Study on the creep characteristics and modified burgers model of silty fine sand under seepage conditions

Abstract

The soil’s creep characteristics significantly impact both the effectiveness of the support system and the enduring stability of the engineering structure. During construction, dewatering is often carried out, which results in seepage within highly permeable soils. To scrutinize the creep behavior of silty fine sand under seepage conditions, triaxial compression tests and triaxial creep tests were conducted on the silty fine sand, subject to three distinct seepage flow rates: 0.5 ml/min, 1.0 ml/min, and 1.5 ml/min. The test results indicate that seepage reduces the maximum stress capacity of the soil and increases its creep deformation. Particularly under relatively high deviatoric stress and seepage flow rates, the specimens exhibit three stages: transient creep, stationary creep, and acceleration creep.
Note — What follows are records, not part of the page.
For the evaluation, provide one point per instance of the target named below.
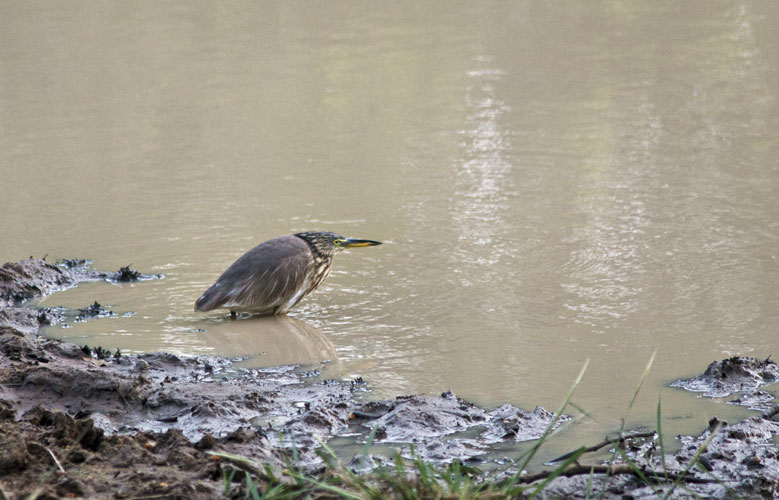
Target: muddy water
(554, 182)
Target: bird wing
(264, 278)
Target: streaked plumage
(276, 274)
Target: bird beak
(354, 243)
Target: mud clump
(85, 422)
(127, 273)
(736, 375)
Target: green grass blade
(556, 417)
(559, 470)
(638, 389)
(660, 436)
(694, 460)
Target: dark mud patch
(738, 375)
(732, 375)
(85, 422)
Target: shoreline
(139, 425)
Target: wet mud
(80, 421)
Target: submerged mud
(79, 421)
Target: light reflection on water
(554, 183)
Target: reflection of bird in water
(271, 341)
(275, 275)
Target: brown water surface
(555, 182)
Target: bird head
(327, 243)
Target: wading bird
(275, 275)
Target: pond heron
(275, 275)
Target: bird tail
(207, 301)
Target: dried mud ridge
(84, 422)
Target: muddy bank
(77, 421)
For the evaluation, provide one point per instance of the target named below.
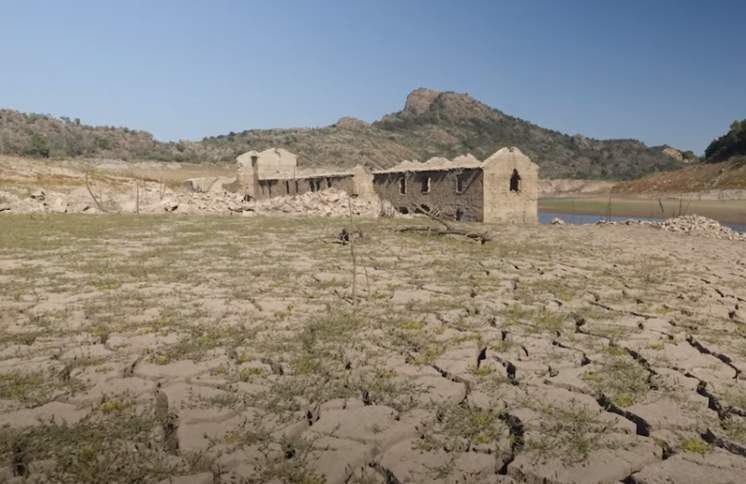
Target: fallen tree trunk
(482, 237)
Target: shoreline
(727, 211)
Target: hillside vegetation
(723, 168)
(732, 145)
(431, 124)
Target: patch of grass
(118, 445)
(619, 378)
(570, 433)
(460, 427)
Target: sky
(662, 71)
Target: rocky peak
(419, 100)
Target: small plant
(696, 445)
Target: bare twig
(90, 192)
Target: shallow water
(579, 219)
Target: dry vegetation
(135, 349)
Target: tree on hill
(731, 144)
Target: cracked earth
(227, 350)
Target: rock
(419, 100)
(39, 195)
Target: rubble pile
(698, 225)
(687, 224)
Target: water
(579, 219)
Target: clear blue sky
(663, 71)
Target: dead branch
(482, 237)
(90, 192)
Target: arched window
(515, 182)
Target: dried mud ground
(226, 349)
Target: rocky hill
(432, 123)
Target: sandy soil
(225, 349)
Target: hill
(732, 145)
(432, 123)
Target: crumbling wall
(297, 186)
(455, 194)
(503, 204)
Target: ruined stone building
(274, 172)
(502, 188)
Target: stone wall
(501, 204)
(298, 186)
(443, 195)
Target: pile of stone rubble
(688, 224)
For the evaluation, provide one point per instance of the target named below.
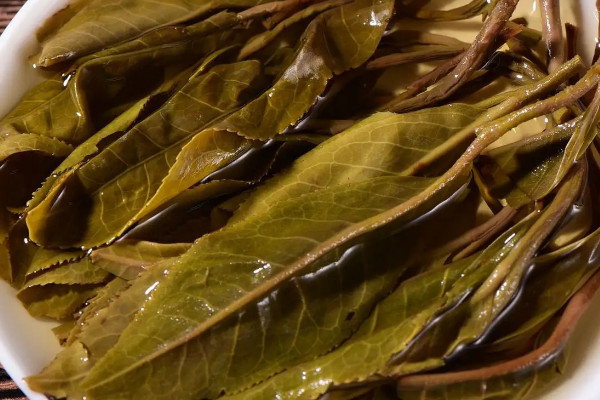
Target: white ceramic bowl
(27, 344)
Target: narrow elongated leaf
(336, 41)
(211, 258)
(398, 141)
(389, 328)
(28, 259)
(59, 293)
(127, 259)
(66, 110)
(116, 176)
(103, 23)
(551, 283)
(98, 331)
(531, 168)
(262, 40)
(427, 351)
(469, 321)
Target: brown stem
(273, 8)
(554, 345)
(553, 35)
(436, 53)
(479, 234)
(472, 60)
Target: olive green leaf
(98, 329)
(396, 140)
(337, 40)
(66, 109)
(112, 189)
(500, 280)
(127, 259)
(536, 165)
(60, 292)
(100, 24)
(217, 270)
(554, 278)
(28, 259)
(394, 322)
(262, 39)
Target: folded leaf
(554, 279)
(28, 259)
(337, 40)
(127, 259)
(70, 109)
(396, 140)
(100, 24)
(62, 291)
(98, 330)
(111, 190)
(531, 168)
(394, 322)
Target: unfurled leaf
(529, 169)
(394, 322)
(215, 269)
(127, 259)
(28, 259)
(100, 24)
(106, 193)
(335, 41)
(554, 278)
(384, 144)
(64, 108)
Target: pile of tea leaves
(244, 199)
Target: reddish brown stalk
(471, 61)
(553, 35)
(479, 235)
(552, 347)
(274, 8)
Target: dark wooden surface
(8, 389)
(8, 9)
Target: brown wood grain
(8, 9)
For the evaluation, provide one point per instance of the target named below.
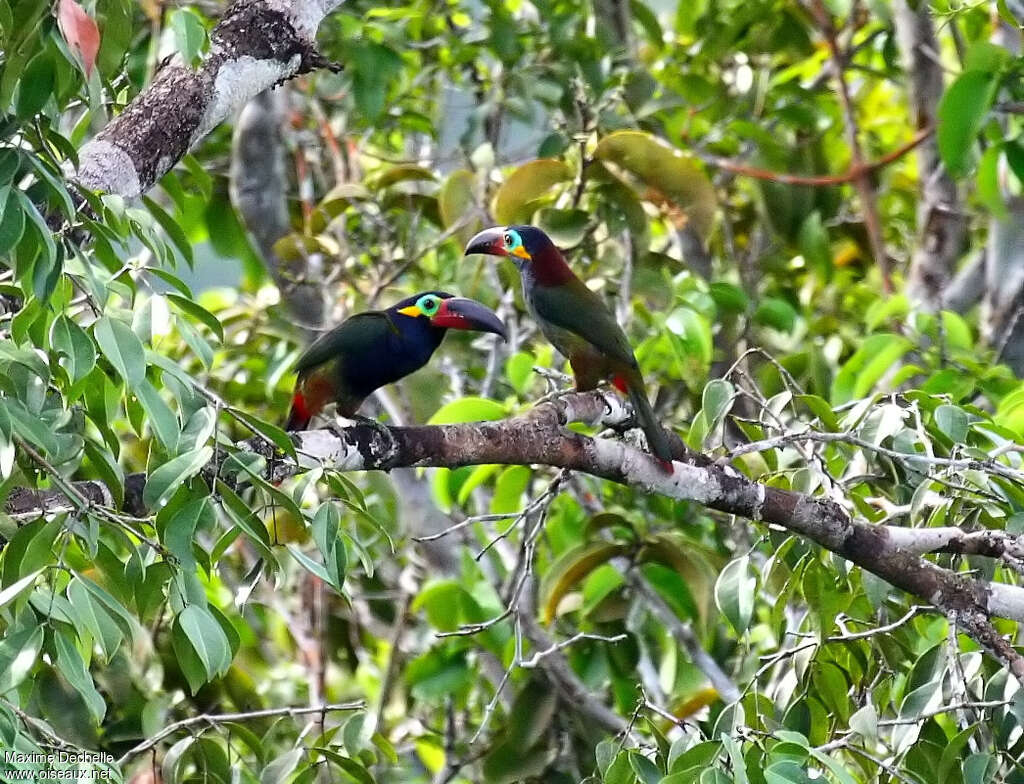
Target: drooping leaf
(570, 568)
(670, 175)
(167, 478)
(734, 594)
(122, 347)
(525, 184)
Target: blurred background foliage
(137, 336)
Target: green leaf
(670, 174)
(716, 401)
(456, 199)
(18, 655)
(953, 422)
(36, 85)
(776, 313)
(509, 487)
(174, 231)
(198, 312)
(570, 568)
(94, 617)
(734, 594)
(123, 348)
(326, 526)
(519, 371)
(162, 419)
(72, 341)
(813, 240)
(468, 409)
(820, 408)
(565, 227)
(694, 338)
(189, 34)
(728, 297)
(12, 220)
(165, 480)
(178, 532)
(645, 770)
(11, 592)
(246, 519)
(375, 67)
(275, 435)
(207, 639)
(962, 113)
(524, 185)
(72, 666)
(862, 371)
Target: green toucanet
(378, 347)
(574, 319)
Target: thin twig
(218, 719)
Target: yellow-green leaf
(671, 174)
(570, 568)
(528, 182)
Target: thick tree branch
(941, 221)
(259, 186)
(257, 44)
(538, 437)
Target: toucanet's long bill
(464, 313)
(491, 243)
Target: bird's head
(521, 244)
(528, 247)
(443, 311)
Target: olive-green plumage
(574, 319)
(372, 349)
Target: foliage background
(135, 336)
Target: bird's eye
(428, 305)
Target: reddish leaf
(80, 32)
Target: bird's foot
(382, 431)
(556, 395)
(338, 429)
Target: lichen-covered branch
(259, 186)
(257, 44)
(941, 220)
(539, 437)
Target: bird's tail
(298, 415)
(657, 441)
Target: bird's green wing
(576, 308)
(353, 334)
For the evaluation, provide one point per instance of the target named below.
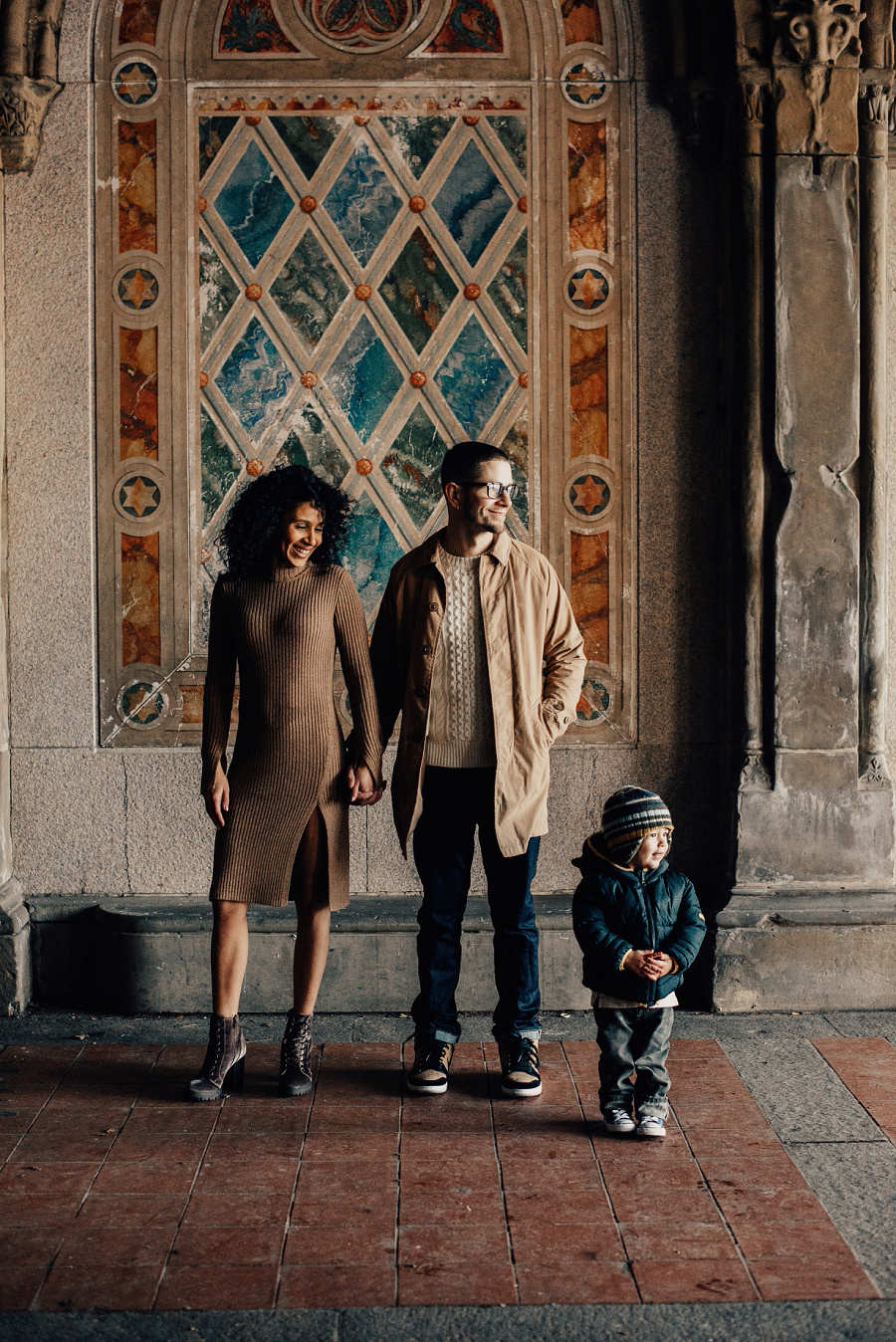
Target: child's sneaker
(651, 1126)
(617, 1121)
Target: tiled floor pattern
(115, 1194)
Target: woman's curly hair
(258, 512)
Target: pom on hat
(628, 814)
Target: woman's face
(300, 536)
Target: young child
(640, 926)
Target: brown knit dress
(289, 759)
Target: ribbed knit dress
(283, 631)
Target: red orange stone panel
(587, 185)
(141, 635)
(587, 392)
(590, 594)
(138, 392)
(582, 22)
(471, 27)
(137, 208)
(138, 22)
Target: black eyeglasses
(494, 489)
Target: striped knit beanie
(628, 814)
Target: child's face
(652, 851)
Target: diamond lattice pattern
(362, 304)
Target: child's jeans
(634, 1039)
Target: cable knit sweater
(289, 757)
(462, 729)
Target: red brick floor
(114, 1194)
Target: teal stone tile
(309, 289)
(412, 466)
(417, 138)
(474, 378)
(217, 290)
(308, 138)
(513, 133)
(370, 554)
(212, 133)
(517, 447)
(509, 290)
(363, 378)
(419, 290)
(472, 203)
(254, 203)
(255, 380)
(310, 443)
(220, 466)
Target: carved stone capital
(23, 105)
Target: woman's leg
(230, 956)
(312, 894)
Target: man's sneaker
(617, 1121)
(520, 1075)
(651, 1126)
(431, 1063)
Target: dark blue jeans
(455, 802)
(633, 1039)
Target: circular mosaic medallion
(594, 701)
(137, 289)
(589, 496)
(137, 496)
(359, 24)
(141, 704)
(134, 84)
(583, 84)
(587, 289)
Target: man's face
(479, 512)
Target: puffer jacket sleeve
(690, 929)
(602, 948)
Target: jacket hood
(594, 858)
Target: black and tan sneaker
(520, 1075)
(431, 1063)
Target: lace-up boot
(223, 1067)
(296, 1070)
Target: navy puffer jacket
(616, 910)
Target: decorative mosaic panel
(308, 269)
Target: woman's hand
(362, 789)
(217, 797)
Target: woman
(281, 612)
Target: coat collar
(425, 554)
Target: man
(478, 648)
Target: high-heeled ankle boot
(224, 1060)
(296, 1071)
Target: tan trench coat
(536, 668)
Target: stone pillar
(814, 833)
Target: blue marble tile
(417, 138)
(220, 466)
(308, 138)
(363, 378)
(472, 203)
(309, 289)
(412, 466)
(474, 378)
(255, 380)
(254, 204)
(417, 289)
(513, 134)
(212, 133)
(310, 443)
(370, 554)
(509, 290)
(362, 204)
(217, 290)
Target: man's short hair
(463, 459)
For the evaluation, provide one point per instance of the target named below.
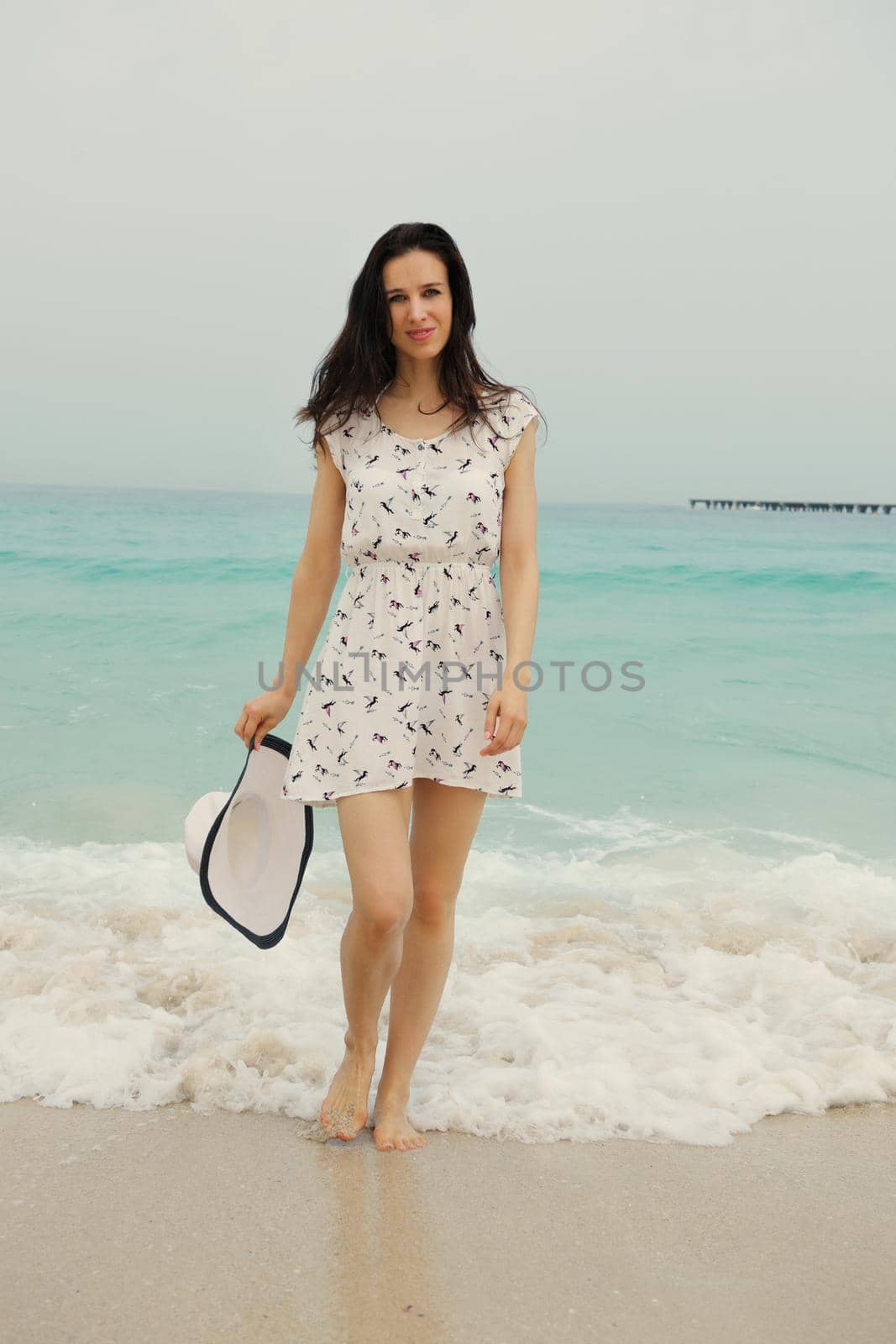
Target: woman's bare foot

Notably, the axial creep deformation rate shows a positive correlation with both seepage flow rates and deviatoric stress. Concurrently influenced by seepage and creep, fine particles within the specimen accumulate in the central and upper regions, whereas the lower section is characterized by larger particles. The progressive increase in pore water pressure, intricately linked to the impeding effect of fine particles on permeation pathways, catalyzes the creep-induced deformation of the specimen. Based on the experimental results, a modified Burgers model has been established. This model takes into account seepage, sliding damage, and particle fragmentation. A comparative analysis, contrasting the modified Burgers model against calculated values derived from the traditional Burgers and Kelvin-Voigt models, underscores the effectiveness of the proposed model. Specifically, the modified Burgers model adeptly captures the transient creep, stationary creep, and acceleration creep stages of silty fine sand, especially under varying seepage flow rates.